First, let's start with the case where $f$ is assumed to be continuous. Then, we can say the following. I will write $g(x)=x^2-x+1$.

  1. $f(1)=1$
  2. $f$ is strictly increasing over $x\ge1/2$.
  3. $x\le f(x)\le g(x)$ for all $x$.
  4. $f(x)=f(1-x)$ for all $x$.
  5. $f^\prime(1)=1$.

The first property is noted in the question, and does not require continuity. If $f(1)=a$ then we have $f(a)=f(f(1))=g(1)=1$. So, $g(a)=f(f(a))=a$ and, the only fixed point of $g$ is $a=1$.

Next, if $a\not=b\in[1/2,\infty)$ and $f(a)=f(b)$ then, $g(a)=f(f(a))=f(f(b))=g(b)$, so $a=b$. So, $f$ is one-to-one and continuous on this range, implying that it is either strictly increasing or strictly decreasing. We can rule out the decreasing case - as noted in the question, $f(x)\ge3/4$ for $x\ge3/4$. If $f$ was decreasing over $x\ge1/2$ then, as it is bounded below, it would be bounded. So, $g(x)=f(f(x))$ would be bounded, which it isn't. This proves the second statement.

Over $x > 1$ we have $f(x)\not=x$ (otherwise, $x$ would have to be a fixed point of $g$). Then, we either have $f(x) > x$ or $f(x) < x$ for all such $x$. We can rule out the second case, as it would imply that $g(x)=f(f(x))<x$ which is false. By a similar argument, $f(x) > x$ for all $x < 1$. Also, if $f(x) > g(x)$ for any $x$, then we would have $g(x)=f(f(x))\ge f(x) > g(x)$, which is a contradiction. This proves statement 3.
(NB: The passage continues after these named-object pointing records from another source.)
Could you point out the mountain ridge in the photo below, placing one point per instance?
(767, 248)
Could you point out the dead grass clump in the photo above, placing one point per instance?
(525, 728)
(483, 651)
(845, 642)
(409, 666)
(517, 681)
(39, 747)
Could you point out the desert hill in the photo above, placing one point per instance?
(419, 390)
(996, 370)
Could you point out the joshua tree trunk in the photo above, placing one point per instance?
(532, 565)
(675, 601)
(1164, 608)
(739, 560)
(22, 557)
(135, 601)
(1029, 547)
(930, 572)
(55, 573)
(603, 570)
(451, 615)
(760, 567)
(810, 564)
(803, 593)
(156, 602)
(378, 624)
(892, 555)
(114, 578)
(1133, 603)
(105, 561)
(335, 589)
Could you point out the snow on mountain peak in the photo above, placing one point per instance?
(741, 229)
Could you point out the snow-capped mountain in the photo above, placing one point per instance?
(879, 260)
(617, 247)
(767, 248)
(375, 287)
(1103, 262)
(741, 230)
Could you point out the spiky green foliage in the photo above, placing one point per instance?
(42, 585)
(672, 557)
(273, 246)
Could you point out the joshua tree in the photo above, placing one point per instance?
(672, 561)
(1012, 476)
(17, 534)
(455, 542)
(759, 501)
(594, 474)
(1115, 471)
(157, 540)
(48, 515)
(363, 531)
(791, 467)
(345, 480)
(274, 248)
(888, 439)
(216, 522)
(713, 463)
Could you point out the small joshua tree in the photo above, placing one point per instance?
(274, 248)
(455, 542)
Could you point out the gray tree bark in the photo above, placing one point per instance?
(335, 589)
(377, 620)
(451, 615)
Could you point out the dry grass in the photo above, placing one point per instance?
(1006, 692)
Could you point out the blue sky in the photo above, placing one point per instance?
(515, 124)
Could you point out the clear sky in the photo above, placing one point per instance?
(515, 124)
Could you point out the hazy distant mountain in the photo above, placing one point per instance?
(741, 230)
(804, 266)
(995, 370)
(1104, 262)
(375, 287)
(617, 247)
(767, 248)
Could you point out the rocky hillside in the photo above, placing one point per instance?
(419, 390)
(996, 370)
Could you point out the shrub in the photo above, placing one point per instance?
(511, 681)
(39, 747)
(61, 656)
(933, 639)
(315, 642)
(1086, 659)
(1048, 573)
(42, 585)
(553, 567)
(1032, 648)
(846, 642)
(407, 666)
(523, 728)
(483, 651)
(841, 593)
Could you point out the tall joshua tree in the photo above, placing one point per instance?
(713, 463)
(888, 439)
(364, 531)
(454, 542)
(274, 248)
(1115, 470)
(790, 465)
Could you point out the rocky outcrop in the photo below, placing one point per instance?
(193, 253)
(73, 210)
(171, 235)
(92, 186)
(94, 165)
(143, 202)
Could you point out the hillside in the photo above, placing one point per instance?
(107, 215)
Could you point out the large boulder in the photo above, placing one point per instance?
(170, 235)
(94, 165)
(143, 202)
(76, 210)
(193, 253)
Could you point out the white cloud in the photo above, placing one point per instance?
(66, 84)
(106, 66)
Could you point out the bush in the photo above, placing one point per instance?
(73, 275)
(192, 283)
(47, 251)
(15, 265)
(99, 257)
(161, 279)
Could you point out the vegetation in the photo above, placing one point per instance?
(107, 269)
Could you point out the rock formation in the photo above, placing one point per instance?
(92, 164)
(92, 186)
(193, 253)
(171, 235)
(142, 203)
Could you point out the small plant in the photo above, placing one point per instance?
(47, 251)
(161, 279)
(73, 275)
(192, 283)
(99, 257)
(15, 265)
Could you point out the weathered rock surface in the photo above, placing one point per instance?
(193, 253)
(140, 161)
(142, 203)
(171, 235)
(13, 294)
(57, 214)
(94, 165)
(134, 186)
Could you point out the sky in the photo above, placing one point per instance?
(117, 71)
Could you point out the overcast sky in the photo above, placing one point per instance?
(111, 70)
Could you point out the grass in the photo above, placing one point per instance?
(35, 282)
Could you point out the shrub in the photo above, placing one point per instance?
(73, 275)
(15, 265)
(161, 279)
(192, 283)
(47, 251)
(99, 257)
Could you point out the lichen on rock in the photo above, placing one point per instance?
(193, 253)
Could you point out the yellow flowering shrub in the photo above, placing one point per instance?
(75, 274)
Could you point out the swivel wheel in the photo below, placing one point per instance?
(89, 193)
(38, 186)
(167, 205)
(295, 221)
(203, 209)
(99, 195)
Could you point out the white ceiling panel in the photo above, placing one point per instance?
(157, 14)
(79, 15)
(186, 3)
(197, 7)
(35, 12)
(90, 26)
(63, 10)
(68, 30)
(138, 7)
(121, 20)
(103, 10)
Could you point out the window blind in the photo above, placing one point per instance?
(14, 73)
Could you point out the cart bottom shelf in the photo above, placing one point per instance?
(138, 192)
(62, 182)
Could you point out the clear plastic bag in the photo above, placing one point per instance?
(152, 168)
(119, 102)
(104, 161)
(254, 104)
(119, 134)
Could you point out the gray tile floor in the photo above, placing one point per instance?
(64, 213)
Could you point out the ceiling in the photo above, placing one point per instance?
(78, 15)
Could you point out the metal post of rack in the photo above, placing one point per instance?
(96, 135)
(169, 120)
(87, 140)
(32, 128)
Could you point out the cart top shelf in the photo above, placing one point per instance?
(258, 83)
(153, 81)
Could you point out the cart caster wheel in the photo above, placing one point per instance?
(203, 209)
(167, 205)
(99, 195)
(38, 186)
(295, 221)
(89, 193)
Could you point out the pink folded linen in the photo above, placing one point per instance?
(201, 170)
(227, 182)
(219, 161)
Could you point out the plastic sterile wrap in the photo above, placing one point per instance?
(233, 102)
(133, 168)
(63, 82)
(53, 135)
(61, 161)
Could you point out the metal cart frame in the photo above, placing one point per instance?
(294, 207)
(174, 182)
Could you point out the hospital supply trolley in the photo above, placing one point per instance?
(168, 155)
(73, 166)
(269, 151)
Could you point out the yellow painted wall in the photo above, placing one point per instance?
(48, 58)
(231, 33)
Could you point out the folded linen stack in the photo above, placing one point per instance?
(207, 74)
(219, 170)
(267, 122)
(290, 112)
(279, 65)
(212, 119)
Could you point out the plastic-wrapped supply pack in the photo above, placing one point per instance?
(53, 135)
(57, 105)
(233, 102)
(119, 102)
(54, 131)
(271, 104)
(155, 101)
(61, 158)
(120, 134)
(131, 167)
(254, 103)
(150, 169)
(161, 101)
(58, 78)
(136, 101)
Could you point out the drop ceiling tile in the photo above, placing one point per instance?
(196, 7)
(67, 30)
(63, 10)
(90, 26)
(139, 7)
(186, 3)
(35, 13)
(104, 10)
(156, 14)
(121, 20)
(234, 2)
As noted in the question, $f(x)=f(1-x)$ or $f(x)=1-f(1-x)$ for all $x$. In particular, for $x < 1/2$, we can use the inequality $f(1-x) > f(1/2)\ge1/2$ to see that $f(1-x) > 1 - f(1-x)$. So, by continuity we either have $f(x)=f(1-x)$ for all $x\le 1/2$ or $f(x)=1-f(1-x)$ for all such $x$. We can rule out the second case, as it implies that $f(x) < 1/2$ for all $x < 1/2$, which would give the contradiction $g(x)=f(f(x))<1/2$. We have proved statement 4 for all $x\le 1/2$. For $x\ge1/2$ we can replace $x$ by $1-x$ to prove the statement.

Finally, for statement (4) we can apply (3) to get, $$ \frac{(1+h)-1}{h}\le\frac{f(1+h)-f(1)}{h}\le \frac{g(1+h)-1}{h} $$ for all $h>0$. Both sides of this inequality tend to $1$ as $h\to0$. The same argument applies for $h < 0$, except that the inequalities are the other way round. So, $f^\prime(1)=1$.


We can now construct continuous solutions as follows. Pick any $a>1$ and set $b=g(a) > a$. Then, choose any $c\in(a,b)$. On the range $[a,c]$ we take $f$ to be any strictly increasing function with $f(a)=c$, $f(c)=b$. Extend to $(c,b]$ by taking $f(f(x))=g(x)$ for $x\in(a,c]$. The intervals $g^r([a,b])$ cover $(1,\infty)$ as $r$ runs through $\mathbb{Z}$, and we define $f(g^r(x))=g^r(f(x))$ to extend $f$ to all of $(1,\infty)$.

For differentiable $f$, we need to ensure that we choose differentiable $f\colon[a,c]\to[c,b]$ and line up the derivatives at the end points. Using $g^\prime(x)=f^\prime(f(x))f^\prime(x)$ at $x=a$, we require $g^\prime(a)=f^\prime(c)f^\prime(a)$.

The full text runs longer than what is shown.